Dr. Jon Antin, Director of the Center for Vulnerable Road User Safety at VTTI, delivered a presentation on Safe-D Project 03-040: Examining Senior Drivers Adaptation to Level 2-3 Automated Vehicles Phase I results at Virgina Tech’s Center for Gerontology 5x5x5 panel held on Feb 20, 2019.
This was a rapid fire event whereby five presenters were given only five slides and five minutes each to sketch out key aspects of their research. The event and Dr. Antin’s remarks were very well received by the varied audience of faculty and students from around Virginia Tech who are affiliated with the Center for Gerontology.
Given the projected growth in senior population over the coming decades and their concomitant continually growing safe mobility needs, Dr.
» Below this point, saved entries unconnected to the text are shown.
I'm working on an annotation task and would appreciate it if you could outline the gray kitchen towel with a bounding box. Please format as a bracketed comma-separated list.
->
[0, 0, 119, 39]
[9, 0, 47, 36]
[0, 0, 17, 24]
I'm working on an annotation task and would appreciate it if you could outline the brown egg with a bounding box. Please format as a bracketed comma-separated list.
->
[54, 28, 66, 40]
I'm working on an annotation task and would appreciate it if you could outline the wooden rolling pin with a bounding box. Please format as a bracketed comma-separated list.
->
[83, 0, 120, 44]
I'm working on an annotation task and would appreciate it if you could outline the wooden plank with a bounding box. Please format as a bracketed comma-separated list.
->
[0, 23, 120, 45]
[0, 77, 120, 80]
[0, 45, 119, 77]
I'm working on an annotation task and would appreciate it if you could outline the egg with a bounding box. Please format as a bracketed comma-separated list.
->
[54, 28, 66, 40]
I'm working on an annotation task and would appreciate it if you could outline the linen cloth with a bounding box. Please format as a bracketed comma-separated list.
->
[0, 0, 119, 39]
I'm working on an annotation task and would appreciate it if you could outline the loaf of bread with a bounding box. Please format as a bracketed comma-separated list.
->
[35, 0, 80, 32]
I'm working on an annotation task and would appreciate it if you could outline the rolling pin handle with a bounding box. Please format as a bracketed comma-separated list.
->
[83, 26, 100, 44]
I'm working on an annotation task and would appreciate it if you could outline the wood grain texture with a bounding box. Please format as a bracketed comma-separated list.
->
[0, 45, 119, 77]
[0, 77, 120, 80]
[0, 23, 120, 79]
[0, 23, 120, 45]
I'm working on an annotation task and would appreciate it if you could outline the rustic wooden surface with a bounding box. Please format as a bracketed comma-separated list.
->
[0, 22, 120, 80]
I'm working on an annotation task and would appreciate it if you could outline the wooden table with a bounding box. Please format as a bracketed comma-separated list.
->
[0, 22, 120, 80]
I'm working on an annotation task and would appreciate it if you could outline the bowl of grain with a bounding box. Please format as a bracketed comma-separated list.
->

Jon Antin and his colleagues in the Industrial & Systems Engineering Dept. at Virginia Tech, Dr. Nathan Lau and Ph.D. Candidate, Dan Liang, are conducting research to examine how seniors (ages 70-79) accept, adapt to, and use in-vehicle automated driving system (ADS) features.
The Audi, Infiniti, Mercedes-Benz, and Volo vehicles used in this study incorporated the following ADS features emphasized in this study: adaptive cruise control (ACC), lane keep assist (LKA), lane departure alert (LDA), and Blind Spot Alert (BSA).
Phase I of this Safe-D study, co-sponsored by the National Surface Transportation Safety Center for Excellence, entailed participants driving one of the instrumented study vehicles for six weeks each. Phase I of the study examined a variety of participants’ subjective feelings collected via several methods including before and after-drive questionnaires, weekly phone surveys, and focus group sessions.
Early results help to dispel the myth that senior drivers will not accept, adapt to, or use ADS technologies. Instead, participants indicated that with driving exposure, they came to appreciate the safety benefits of such over time. But they also wanted more in the way of training and other forms of learning support (e.g., better Owner’s Manuals designed with seniors’ needs in mind).
The research team is continuing its efforts in the ongoing second phase of the study in which participants’ actual driving behaviors, patterns, and safety-related outcomes (recorded during Phase I) will be analyzed and compared with that demonstrated in other extant naturalistic driving databases. This will permit the impact on safety and mobility to be systematically examined by the key factors of: age, technology presence, and exposure time.